Identify Your Strategy
The first thing you need to do is decide what type of automated trading you want to do. You can either build your strategy or select a simple one; For example, only buy during troughs and sell during peaks – known as trend following. Or you could choose a more complicated setup that identifies the historical relationship between the price of an asset and its volatility, which are then used to generate buy/sell signals for this instrument (known as volatility targeting). There are many examples on the internet of this type of trade.
Identify the Market
The next step is to identify the market you want to trade with. While it is possible to trade on all markets using algorithmic trading, the best choice for beginners would be Forex or CFDs on indices. The volatility of these instruments makes them more suitable for trend following strategies. Therefore, more straightforward strategies will provide a low-risk return with limited capital investment; you can set up a system in minutes.
Download the Platform
Now that you have identified the strategy and market, you need a computer program or website from which all your trades can be placed. Most brokers do not support direct access trading, but if yours does, then ignore this step. Otherwise, download a free package where you can place closed and pending orders, and you will be fine. It is a tool where all trades are placed. However, it is best to first analyze the market on a charting software like at Saxo Bank before setting this up.

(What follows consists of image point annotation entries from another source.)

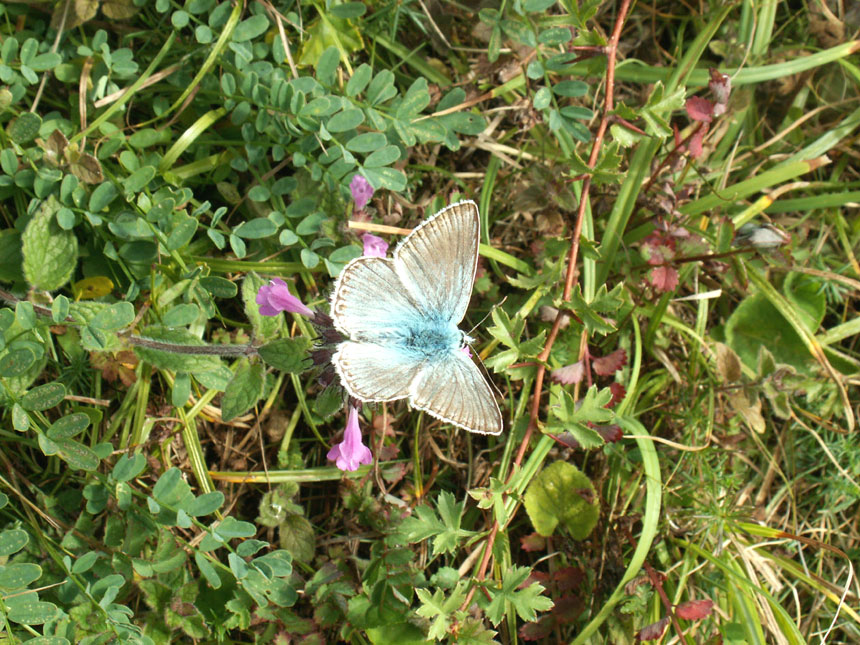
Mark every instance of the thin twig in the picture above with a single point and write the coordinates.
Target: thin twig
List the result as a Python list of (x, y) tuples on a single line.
[(570, 280)]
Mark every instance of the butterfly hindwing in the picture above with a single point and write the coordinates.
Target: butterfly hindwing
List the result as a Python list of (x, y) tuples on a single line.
[(455, 391), (437, 261), (372, 372)]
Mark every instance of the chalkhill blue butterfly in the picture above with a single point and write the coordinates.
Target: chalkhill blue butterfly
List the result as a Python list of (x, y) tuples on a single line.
[(400, 316)]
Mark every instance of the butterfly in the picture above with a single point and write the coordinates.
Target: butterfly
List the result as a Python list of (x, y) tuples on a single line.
[(400, 316)]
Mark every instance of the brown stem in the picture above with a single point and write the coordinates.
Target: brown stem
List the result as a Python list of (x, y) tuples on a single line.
[(611, 50)]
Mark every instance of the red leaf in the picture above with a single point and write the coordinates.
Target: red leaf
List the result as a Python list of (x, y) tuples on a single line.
[(538, 630), (533, 542), (568, 578), (610, 363), (721, 87), (696, 142), (569, 374), (567, 608), (694, 609), (700, 109), (663, 278), (618, 394), (653, 631), (610, 434)]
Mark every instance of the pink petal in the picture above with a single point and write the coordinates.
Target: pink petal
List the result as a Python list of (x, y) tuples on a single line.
[(350, 453), (374, 247)]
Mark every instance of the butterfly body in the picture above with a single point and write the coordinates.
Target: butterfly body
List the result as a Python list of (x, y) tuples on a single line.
[(401, 315)]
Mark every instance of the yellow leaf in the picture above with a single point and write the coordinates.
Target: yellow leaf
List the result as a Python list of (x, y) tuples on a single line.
[(92, 288)]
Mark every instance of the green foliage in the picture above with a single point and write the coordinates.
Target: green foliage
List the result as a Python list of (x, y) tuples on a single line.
[(562, 495)]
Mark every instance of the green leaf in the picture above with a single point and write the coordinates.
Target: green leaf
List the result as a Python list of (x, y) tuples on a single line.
[(171, 489), (526, 601), (168, 360), (327, 65), (12, 541), (127, 468), (256, 229), (382, 157), (416, 99), (445, 529), (16, 362), (25, 128), (250, 28), (17, 575), (358, 81), (102, 196), (542, 98), (296, 535), (389, 178), (207, 570), (27, 610), (10, 256), (570, 88), (562, 495), (381, 87), (288, 355), (345, 120), (366, 142), (348, 10), (43, 397), (568, 416), (77, 455), (68, 426), (139, 179), (205, 504), (50, 253), (243, 390), (182, 233), (116, 316)]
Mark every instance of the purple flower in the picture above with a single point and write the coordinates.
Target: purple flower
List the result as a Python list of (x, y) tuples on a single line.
[(361, 191), (275, 297), (350, 453), (374, 247)]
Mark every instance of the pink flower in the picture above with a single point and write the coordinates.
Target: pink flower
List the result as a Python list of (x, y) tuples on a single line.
[(361, 191), (275, 297), (350, 453), (374, 247)]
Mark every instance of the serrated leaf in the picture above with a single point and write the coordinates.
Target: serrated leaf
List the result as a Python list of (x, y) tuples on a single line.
[(50, 253), (243, 390), (526, 602)]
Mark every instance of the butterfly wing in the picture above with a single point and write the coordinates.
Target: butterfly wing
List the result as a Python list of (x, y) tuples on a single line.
[(455, 391), (372, 372), (370, 302), (437, 261)]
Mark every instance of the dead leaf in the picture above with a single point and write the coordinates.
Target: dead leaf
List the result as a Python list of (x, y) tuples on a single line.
[(728, 364), (88, 169)]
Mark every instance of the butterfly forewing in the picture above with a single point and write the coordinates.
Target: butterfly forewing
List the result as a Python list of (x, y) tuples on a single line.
[(455, 391), (437, 262), (372, 372), (370, 302)]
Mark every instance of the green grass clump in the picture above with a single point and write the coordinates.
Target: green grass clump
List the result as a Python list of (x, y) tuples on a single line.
[(665, 299)]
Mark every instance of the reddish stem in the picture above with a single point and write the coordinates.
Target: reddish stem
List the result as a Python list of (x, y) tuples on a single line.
[(611, 50)]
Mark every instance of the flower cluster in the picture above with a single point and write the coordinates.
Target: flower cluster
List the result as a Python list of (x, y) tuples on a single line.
[(274, 298)]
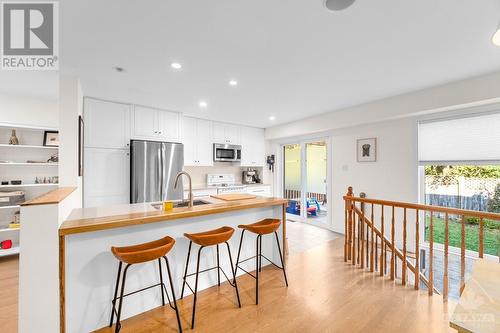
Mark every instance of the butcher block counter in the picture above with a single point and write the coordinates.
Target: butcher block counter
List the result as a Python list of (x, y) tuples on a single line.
[(88, 269)]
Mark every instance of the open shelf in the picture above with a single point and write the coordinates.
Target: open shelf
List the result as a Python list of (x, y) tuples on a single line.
[(27, 146), (26, 163), (11, 251), (28, 185)]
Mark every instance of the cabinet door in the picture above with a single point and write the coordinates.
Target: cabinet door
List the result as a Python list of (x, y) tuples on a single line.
[(204, 145), (168, 126), (253, 147), (189, 140), (107, 124), (106, 180), (145, 123)]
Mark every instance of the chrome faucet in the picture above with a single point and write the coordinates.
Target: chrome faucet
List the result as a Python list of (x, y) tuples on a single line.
[(190, 198)]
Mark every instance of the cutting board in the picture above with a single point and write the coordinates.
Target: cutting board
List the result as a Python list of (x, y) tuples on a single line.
[(234, 197)]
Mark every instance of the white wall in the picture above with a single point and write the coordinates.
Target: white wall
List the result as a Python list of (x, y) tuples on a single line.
[(70, 108), (26, 110)]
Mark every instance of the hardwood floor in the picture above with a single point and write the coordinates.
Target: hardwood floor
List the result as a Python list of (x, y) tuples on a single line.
[(9, 282), (325, 295)]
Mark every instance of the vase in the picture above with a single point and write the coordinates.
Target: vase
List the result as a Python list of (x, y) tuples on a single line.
[(13, 138)]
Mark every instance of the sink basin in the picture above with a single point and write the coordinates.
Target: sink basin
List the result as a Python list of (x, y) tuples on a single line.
[(178, 204)]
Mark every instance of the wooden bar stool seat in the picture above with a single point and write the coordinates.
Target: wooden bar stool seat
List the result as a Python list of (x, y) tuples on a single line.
[(211, 237), (261, 228), (203, 239), (145, 252), (138, 254)]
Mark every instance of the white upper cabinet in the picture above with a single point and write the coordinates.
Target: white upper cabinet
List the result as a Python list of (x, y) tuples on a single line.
[(107, 124), (226, 133), (153, 124), (253, 150), (197, 139)]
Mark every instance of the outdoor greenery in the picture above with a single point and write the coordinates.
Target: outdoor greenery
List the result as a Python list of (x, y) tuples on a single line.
[(491, 235)]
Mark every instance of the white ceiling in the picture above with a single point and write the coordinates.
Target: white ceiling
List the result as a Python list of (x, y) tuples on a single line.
[(292, 58)]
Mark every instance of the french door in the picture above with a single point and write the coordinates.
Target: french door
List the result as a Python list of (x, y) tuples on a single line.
[(305, 181)]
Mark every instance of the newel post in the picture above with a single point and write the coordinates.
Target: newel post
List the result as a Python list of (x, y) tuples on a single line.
[(348, 225)]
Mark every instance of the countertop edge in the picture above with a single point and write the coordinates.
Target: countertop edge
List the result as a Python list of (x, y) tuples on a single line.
[(123, 221)]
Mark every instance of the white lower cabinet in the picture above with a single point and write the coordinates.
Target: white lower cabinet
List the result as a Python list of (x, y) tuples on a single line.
[(260, 190), (106, 177)]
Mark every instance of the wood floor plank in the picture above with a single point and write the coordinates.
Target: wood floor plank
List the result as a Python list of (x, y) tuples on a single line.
[(325, 295)]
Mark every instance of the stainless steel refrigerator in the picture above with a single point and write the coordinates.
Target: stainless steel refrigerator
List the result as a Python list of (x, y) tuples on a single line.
[(153, 167)]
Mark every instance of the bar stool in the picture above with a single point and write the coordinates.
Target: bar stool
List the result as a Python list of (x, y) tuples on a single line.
[(137, 254), (204, 239), (260, 228)]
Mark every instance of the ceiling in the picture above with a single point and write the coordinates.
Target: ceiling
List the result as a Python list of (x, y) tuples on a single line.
[(292, 59)]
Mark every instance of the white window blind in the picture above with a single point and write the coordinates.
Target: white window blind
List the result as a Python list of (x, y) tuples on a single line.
[(455, 140)]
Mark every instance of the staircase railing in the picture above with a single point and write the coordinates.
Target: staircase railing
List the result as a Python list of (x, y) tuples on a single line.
[(366, 223)]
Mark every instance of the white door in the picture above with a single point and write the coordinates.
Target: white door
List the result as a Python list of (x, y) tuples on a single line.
[(204, 145), (168, 126), (189, 140), (106, 180), (145, 123), (107, 124)]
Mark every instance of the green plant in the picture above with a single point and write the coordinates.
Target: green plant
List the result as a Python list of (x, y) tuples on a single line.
[(494, 202)]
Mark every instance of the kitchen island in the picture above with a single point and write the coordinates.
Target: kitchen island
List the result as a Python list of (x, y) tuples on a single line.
[(88, 269)]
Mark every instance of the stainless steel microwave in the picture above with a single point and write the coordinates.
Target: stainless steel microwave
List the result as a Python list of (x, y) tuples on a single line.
[(227, 153)]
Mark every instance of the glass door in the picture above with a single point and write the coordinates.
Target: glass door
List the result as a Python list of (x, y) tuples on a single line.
[(305, 179)]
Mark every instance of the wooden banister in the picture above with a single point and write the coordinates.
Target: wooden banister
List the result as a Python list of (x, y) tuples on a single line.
[(361, 244)]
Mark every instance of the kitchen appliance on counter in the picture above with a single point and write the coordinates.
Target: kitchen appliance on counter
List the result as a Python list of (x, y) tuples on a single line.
[(225, 183), (153, 168), (227, 153), (250, 176)]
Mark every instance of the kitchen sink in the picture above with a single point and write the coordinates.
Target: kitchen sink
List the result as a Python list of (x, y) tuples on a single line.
[(178, 204)]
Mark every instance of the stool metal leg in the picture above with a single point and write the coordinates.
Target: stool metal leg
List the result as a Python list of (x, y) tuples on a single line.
[(173, 294), (239, 252), (257, 259), (196, 286), (118, 325), (185, 271), (218, 267), (234, 274), (113, 302), (281, 257), (161, 283)]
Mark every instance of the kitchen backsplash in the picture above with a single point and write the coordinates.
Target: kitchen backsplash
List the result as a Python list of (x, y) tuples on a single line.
[(199, 174)]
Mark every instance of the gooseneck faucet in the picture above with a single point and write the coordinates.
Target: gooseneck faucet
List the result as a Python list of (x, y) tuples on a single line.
[(190, 204)]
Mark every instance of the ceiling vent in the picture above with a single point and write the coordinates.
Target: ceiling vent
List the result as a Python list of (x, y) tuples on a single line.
[(336, 5)]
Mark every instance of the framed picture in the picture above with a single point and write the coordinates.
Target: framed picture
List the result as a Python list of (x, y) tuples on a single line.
[(51, 139), (81, 125), (367, 150)]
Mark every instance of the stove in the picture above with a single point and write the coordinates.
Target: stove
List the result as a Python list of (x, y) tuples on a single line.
[(225, 183)]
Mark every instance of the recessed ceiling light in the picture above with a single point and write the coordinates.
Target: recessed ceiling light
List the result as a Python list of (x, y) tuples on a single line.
[(176, 65), (336, 5)]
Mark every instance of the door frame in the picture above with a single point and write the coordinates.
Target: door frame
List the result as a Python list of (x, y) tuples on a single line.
[(303, 174)]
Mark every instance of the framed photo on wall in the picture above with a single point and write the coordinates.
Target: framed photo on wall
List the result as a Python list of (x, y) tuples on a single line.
[(51, 139), (367, 150)]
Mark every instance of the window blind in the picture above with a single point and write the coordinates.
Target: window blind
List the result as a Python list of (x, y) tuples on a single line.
[(474, 138)]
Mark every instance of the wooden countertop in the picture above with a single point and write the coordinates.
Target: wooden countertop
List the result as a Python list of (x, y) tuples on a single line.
[(478, 309), (145, 213), (52, 197)]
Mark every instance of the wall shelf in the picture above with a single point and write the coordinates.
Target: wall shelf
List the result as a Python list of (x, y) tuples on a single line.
[(27, 147), (28, 185), (26, 163)]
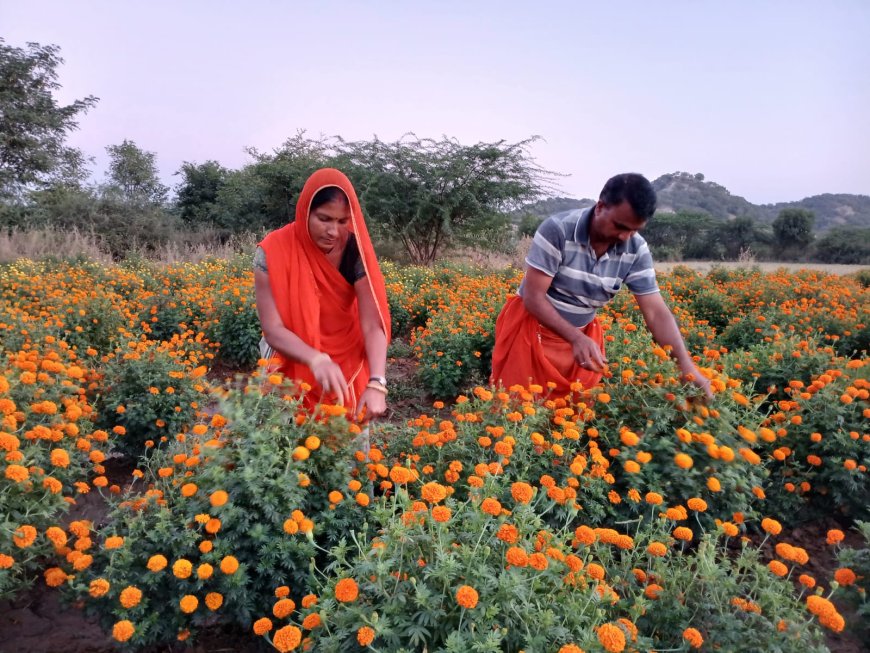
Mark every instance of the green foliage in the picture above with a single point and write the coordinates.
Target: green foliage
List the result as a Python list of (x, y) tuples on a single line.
[(33, 126), (844, 245), (133, 175), (432, 194), (147, 391)]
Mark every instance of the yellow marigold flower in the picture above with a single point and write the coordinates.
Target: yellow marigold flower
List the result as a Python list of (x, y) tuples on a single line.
[(262, 626), (17, 473), (845, 576), (657, 549), (114, 542), (611, 637), (696, 504), (188, 603), (466, 596), (182, 568), (491, 507), (693, 637), (214, 600), (522, 492), (229, 565), (441, 514), (365, 636), (287, 638), (311, 621), (283, 607), (683, 533), (55, 577), (777, 568), (24, 536), (130, 596), (654, 498), (346, 590), (123, 630)]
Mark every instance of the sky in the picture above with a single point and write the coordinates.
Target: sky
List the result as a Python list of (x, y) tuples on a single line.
[(770, 99)]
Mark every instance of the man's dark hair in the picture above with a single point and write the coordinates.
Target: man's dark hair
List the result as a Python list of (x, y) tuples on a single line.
[(632, 188)]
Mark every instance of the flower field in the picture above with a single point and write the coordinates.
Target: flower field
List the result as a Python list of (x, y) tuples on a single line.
[(625, 517)]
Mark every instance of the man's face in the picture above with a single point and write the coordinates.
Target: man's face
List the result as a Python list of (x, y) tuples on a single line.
[(615, 223)]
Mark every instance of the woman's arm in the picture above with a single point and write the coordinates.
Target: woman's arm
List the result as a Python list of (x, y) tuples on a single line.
[(327, 373), (373, 400)]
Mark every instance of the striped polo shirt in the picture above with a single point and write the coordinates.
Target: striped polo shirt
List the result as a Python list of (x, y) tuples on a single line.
[(582, 282)]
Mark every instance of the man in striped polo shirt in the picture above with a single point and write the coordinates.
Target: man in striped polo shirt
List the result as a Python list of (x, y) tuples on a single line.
[(549, 332)]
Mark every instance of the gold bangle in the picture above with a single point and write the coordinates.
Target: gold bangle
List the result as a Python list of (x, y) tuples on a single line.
[(317, 358), (374, 385)]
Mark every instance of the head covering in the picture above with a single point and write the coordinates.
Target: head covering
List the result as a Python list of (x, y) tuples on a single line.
[(314, 300)]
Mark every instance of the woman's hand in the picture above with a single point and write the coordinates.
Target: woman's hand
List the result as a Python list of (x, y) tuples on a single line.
[(329, 375), (587, 353), (373, 403)]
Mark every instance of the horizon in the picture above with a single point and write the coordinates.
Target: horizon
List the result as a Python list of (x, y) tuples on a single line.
[(767, 101)]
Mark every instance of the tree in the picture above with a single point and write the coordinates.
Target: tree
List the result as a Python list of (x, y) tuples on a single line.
[(430, 194), (793, 229), (197, 194), (33, 126), (133, 175)]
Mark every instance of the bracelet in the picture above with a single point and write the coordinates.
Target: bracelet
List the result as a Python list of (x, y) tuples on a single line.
[(377, 386), (318, 357)]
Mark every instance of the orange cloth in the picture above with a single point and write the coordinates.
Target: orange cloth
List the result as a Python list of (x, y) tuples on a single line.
[(528, 352), (314, 300)]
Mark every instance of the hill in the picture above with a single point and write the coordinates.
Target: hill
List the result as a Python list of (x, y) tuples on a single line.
[(692, 193)]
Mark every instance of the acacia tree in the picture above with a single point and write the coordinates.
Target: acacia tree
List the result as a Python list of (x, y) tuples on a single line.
[(133, 175), (33, 126), (429, 194)]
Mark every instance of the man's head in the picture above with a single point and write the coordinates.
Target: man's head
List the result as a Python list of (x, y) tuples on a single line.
[(626, 202)]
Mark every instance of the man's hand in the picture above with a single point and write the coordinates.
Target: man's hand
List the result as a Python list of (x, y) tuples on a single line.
[(329, 375), (587, 353), (690, 372)]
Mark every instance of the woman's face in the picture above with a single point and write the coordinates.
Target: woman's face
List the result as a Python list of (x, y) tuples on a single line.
[(327, 224)]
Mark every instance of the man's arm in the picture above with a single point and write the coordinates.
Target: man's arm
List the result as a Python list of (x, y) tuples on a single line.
[(535, 286), (663, 327)]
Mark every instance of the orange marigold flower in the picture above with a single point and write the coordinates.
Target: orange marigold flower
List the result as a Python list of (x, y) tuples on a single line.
[(433, 492), (657, 549), (287, 638), (262, 626), (346, 590), (845, 576), (283, 607), (491, 507), (466, 596), (694, 638), (130, 596), (229, 565), (182, 568), (612, 637), (365, 636), (98, 587), (441, 514), (835, 536), (777, 568), (771, 526), (522, 492), (123, 630), (188, 603)]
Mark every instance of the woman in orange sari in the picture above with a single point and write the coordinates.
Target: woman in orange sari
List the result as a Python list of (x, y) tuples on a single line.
[(322, 301)]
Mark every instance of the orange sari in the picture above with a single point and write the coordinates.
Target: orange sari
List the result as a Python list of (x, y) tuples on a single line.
[(528, 352), (315, 301)]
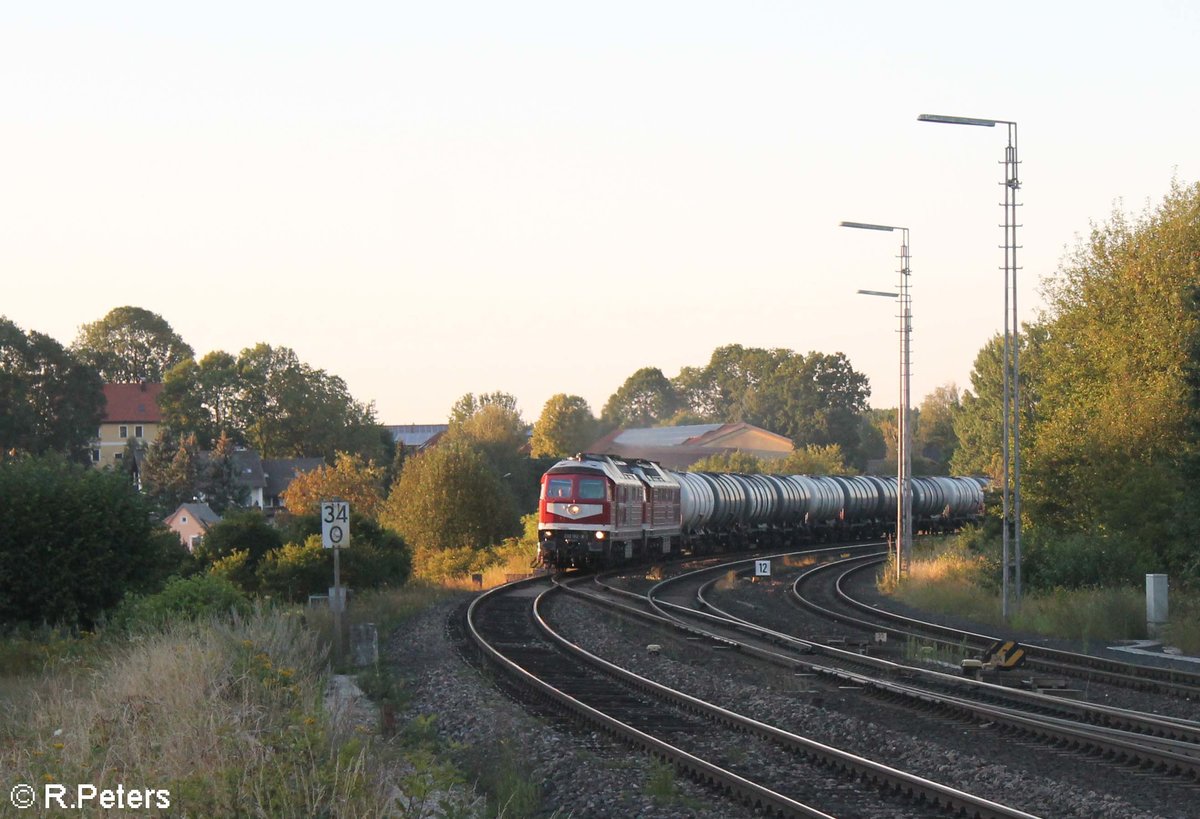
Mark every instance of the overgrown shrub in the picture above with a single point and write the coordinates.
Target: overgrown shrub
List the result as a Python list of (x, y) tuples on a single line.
[(73, 540), (295, 571), (1055, 560), (181, 599)]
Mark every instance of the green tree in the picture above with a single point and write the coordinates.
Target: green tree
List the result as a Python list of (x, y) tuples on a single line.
[(73, 542), (246, 530), (934, 436), (49, 401), (376, 559), (130, 345), (646, 399), (497, 430), (219, 480), (813, 460), (469, 404), (171, 471), (450, 496), (565, 428), (287, 408), (1113, 410), (203, 398), (815, 399)]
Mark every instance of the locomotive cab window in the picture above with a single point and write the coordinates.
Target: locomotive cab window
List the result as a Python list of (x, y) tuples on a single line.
[(558, 488), (592, 489)]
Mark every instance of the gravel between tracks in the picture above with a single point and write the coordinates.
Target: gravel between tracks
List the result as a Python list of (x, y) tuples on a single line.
[(1021, 773), (581, 775), (585, 775)]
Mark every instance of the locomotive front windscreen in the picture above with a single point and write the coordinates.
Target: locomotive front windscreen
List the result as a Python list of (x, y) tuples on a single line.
[(558, 488), (592, 489)]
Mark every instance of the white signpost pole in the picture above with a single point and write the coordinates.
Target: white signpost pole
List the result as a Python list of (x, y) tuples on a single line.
[(335, 533)]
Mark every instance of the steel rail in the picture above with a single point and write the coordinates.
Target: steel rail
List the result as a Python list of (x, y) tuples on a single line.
[(858, 766), (748, 791)]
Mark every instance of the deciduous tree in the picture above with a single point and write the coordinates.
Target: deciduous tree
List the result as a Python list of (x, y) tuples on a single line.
[(73, 542), (565, 428), (49, 401), (131, 345), (1113, 412), (646, 399), (450, 496), (934, 436), (351, 479)]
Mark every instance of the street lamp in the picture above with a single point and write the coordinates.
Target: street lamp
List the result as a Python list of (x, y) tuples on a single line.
[(904, 444), (1012, 359)]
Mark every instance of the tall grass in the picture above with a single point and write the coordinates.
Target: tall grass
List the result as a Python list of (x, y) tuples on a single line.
[(952, 578), (226, 715)]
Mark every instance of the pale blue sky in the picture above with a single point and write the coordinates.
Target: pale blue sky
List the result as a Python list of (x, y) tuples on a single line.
[(437, 198)]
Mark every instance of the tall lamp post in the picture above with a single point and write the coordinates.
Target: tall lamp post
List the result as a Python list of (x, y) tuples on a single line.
[(904, 452), (1012, 488)]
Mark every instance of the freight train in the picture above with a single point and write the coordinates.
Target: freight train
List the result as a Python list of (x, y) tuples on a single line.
[(604, 510)]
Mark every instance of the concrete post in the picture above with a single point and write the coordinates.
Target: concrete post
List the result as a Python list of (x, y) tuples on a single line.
[(365, 644), (1156, 604)]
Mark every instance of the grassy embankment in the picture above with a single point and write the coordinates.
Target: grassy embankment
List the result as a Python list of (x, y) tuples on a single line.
[(228, 715), (946, 577)]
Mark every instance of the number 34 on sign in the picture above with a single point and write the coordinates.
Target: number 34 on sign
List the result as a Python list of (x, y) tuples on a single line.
[(335, 524)]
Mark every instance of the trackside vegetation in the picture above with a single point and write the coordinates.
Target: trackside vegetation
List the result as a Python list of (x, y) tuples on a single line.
[(958, 577)]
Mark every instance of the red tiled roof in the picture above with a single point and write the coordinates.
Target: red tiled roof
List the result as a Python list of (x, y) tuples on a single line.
[(132, 402)]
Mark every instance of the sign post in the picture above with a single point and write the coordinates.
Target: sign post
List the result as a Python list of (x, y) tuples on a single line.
[(335, 533)]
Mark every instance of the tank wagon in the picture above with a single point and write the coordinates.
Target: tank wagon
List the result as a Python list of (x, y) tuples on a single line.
[(603, 509)]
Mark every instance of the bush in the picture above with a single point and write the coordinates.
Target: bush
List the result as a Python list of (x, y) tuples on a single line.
[(376, 559), (295, 571), (240, 531), (73, 540), (1054, 560), (237, 569), (181, 599)]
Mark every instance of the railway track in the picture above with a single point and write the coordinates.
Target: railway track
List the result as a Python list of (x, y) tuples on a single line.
[(1170, 746), (703, 740), (1051, 662)]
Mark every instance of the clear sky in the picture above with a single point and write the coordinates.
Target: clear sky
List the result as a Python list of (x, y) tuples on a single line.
[(432, 198)]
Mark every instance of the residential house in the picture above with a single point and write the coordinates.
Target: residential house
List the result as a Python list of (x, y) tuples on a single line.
[(679, 447), (279, 474), (191, 522), (415, 437), (247, 470), (131, 413)]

Now that you have selected your strategy and connected your trading platform, the next step is to identify which currency pair or index you want to trade. Generally speaking, traders should focus on high volatility instruments because these provide more opportunities for profit over time. For beginners, though, we would recommend picking an instrument with relatively good liquidity (that means lots of people buying/selling) because there is a greater chance that you will get your orders filled at the price you want without slippage.
Set up the Trading Platform to Allow Trades
This is where all the hard work happens; placing your initial orders and configuring them so that they follow your strategy (i.e. buy when x criteria are met, sell when y criteria are met). A minimum deposit of around 75 Pounds (or currency equivalent) is recommended for this, and unless you have a lot of experience, it is best to leave orders open until filled. Costs can also be involved when closing trades through the broker; we recommend having at least 10x your initial capital free to cover these.
Enter the Trading Platform and Configure Your Orders
Use the trading platform provided by your broker to enter all buy and sell orders. You should build the criteria for triggering conditions so that they trigger when the price reaches recent lows/highs or closes above/below certain levels.
Monitor the Performance of Trades
Trades will close either when they reach their profit target or stop-loss limit. Stop losses are used to minimize potential losses on trade against us, while targets will lock in some profit on our winning positions. Many brokers have good reporting software built-in, so it’s best to monitor this at least once daily. Experiment with different types of indicators and mathematical parameters until you find something that works best for you.